Dear Neil: I am 43 years-old and have never been married. I have a college degree, am adventurous and fun. But I don’t know how to trust people and allow my defenses to come down. I couldn’t trust my parents. My first boyfriend cheated on me with my best friend, and I have a history of choosing toxic partners. I don’t know how to lose the defenses that I have developed. I have been celibate for the last three years. I feel myself not caring anymore if I ever allow myself to try to trust a boyfriend again. Why try when it’s already been 27 years of failed relationships with male and female friends? I always have conflicts with my jobs. I feel as if everyone always wants to find out my faults, my failings, my inadequacies. Why can’t people see that I’m fun, intelligent, caring, responsible, kind and interesting? What am I doing wrong?
East Coast Defense
Dear East Coast: If I have a hard time trusting people, I have grown to expect that you’re going to hurt me. So how am I going to get close to you? I fear that if I let you get close, you’ll either judge me, criticize me, reject me, hurt me, control me, betray me or abandon me. So, if I have a hard time trusting others, I find myself in the impossible position that the closer you get to me, the more I feel the need to push away, react to you with anger or criticism, withdraw or otherwise create a shield around myself to defend me against the pain I anticipate receiving from you.
What can you do about low trust? The following exercises, taken from Joseph Santoro and Ronald Cohen in the book The Angry Heart (New Harbinger) attempt to assist you in exploring that question:
- In what ways to you think failures to receive adequate support and guidance in childhood may be influencing your current behavior, especially in regards to other people?
- How do you think aspects of the relationship with your childhood caregivers might be affecting you today in terms of both your ability to make lasting friendships and your ability to enter into a loving and lasting attachment with another person?
- Have you ever sabotaged something good in your life? How? Why? Is there a part of you that feels that you don’t deserve good things to happen to you? What needs to happen in order that you feel that you deserve good things?
- As a child did you ever fantasize about running away from home?
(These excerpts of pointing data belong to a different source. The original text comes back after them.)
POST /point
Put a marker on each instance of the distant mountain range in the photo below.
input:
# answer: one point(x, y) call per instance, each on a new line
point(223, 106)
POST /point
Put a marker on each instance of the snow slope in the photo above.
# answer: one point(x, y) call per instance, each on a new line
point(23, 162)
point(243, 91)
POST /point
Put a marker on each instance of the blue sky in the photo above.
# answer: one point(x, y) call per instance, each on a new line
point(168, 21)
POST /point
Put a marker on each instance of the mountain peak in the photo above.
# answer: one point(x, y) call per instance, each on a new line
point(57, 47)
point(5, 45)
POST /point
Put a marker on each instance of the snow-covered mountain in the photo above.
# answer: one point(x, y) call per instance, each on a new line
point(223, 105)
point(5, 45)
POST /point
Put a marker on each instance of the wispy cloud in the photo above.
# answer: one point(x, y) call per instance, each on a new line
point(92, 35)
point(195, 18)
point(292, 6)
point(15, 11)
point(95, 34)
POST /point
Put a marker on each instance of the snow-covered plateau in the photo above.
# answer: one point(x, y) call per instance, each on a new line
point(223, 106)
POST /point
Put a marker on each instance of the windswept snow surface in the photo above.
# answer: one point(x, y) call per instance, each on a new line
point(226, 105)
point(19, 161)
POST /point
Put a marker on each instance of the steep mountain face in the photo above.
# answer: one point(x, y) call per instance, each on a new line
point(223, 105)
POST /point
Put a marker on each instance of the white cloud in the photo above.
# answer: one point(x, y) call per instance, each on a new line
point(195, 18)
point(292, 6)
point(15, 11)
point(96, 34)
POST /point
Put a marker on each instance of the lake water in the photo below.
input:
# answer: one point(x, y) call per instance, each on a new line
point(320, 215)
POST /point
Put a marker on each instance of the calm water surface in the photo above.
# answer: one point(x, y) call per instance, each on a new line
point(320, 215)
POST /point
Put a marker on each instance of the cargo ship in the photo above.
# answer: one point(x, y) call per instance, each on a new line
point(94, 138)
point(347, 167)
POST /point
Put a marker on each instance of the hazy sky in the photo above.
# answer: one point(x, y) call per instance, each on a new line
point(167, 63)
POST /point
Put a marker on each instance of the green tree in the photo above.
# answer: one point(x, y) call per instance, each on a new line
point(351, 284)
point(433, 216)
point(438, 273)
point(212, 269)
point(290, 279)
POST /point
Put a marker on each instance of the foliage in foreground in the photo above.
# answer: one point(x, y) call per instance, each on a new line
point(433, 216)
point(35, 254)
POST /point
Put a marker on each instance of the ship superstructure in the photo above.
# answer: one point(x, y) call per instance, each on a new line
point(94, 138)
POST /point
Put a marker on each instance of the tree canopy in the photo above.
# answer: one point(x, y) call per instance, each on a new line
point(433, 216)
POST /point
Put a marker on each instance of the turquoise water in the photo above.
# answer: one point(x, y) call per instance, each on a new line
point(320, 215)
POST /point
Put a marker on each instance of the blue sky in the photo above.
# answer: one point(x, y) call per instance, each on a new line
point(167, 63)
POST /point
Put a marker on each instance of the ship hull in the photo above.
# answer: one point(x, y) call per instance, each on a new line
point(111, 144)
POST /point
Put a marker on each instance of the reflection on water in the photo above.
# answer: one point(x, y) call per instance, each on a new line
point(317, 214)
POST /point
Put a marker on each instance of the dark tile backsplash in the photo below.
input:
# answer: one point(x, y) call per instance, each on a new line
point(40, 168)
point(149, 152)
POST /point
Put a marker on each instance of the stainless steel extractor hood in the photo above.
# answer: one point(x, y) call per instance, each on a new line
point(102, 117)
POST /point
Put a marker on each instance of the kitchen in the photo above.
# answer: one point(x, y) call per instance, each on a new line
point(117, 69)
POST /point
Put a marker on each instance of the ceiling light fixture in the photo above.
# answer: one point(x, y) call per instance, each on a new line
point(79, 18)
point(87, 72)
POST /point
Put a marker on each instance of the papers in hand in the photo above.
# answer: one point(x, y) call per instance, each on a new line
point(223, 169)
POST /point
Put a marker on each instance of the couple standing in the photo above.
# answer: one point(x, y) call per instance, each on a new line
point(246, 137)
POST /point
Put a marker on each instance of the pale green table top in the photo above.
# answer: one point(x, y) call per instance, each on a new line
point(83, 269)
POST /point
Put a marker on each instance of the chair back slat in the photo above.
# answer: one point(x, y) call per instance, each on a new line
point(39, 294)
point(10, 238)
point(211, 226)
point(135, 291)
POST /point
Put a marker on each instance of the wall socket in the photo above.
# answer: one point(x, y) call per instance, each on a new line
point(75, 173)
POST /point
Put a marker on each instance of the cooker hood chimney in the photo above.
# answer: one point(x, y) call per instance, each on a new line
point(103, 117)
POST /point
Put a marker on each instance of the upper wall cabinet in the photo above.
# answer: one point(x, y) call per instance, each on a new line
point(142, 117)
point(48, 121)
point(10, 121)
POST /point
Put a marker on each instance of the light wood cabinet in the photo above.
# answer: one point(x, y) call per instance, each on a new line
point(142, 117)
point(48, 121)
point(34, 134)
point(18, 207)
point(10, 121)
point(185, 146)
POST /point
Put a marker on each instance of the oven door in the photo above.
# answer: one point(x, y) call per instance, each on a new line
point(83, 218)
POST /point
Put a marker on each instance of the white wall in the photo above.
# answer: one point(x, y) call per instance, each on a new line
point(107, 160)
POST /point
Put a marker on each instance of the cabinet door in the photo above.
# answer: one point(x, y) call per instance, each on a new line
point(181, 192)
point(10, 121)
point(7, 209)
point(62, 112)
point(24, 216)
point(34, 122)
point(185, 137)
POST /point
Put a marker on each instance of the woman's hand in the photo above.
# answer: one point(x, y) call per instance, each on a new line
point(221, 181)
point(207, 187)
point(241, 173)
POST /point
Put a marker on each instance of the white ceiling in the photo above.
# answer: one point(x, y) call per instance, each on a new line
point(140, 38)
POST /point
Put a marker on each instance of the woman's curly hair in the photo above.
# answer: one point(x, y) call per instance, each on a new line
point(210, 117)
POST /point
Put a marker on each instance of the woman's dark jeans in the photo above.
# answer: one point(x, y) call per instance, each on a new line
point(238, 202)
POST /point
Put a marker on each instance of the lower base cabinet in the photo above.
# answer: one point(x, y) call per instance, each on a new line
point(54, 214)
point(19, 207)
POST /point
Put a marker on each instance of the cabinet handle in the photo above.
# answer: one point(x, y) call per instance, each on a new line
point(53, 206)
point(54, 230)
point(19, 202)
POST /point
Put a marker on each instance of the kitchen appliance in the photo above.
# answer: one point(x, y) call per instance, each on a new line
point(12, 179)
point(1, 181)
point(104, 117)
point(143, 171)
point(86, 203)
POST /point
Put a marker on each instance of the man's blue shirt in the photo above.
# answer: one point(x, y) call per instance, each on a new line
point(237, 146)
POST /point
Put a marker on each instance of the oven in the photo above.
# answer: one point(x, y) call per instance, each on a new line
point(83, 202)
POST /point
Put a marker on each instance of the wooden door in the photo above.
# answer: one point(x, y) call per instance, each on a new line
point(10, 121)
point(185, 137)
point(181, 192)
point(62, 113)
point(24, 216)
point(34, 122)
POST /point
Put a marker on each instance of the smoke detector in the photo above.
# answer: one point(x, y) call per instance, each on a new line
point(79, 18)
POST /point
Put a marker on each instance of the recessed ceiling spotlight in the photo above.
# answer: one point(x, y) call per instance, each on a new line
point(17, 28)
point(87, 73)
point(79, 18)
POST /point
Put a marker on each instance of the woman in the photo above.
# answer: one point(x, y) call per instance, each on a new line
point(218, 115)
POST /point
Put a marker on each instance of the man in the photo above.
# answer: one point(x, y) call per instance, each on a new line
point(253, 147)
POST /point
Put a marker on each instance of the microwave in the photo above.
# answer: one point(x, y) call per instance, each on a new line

Did you ever act on such a wish? Did you ever run away mentally? As an adult, have you ever fantasized about running away from a relationship? Did you act on that wish? What motivated you to do so? Did it make things better for you? How did this adult fantasy or action differ from your childhood fantasies or actions about running away from home?
- What sources of support or guidance do you have in your life now? What additional sources of support or guidance would you like to have?
- Think about the things that empowered you as a child. Were the things that gave you a sense of power good or bad for you? Now think about those times when you felt powerless. How did you cope with those feelings? What did you as a child need to hear in order to feel empowered? What do you, right now, need to hear or say to yourself in order to be more empowered? What thoughts, feelings and images contribute to your sense of mastery and empowerment?
- How much trust would you like to place in others? What needs to happen in order for that to become a reality?
- Ask yourself the question: “What can I do in order to feel better about myself?” When your self-esteem is high, you won’t think that people are just looking for your faults and inadequacies. Look at how you can improve your self-esteem and self-worth.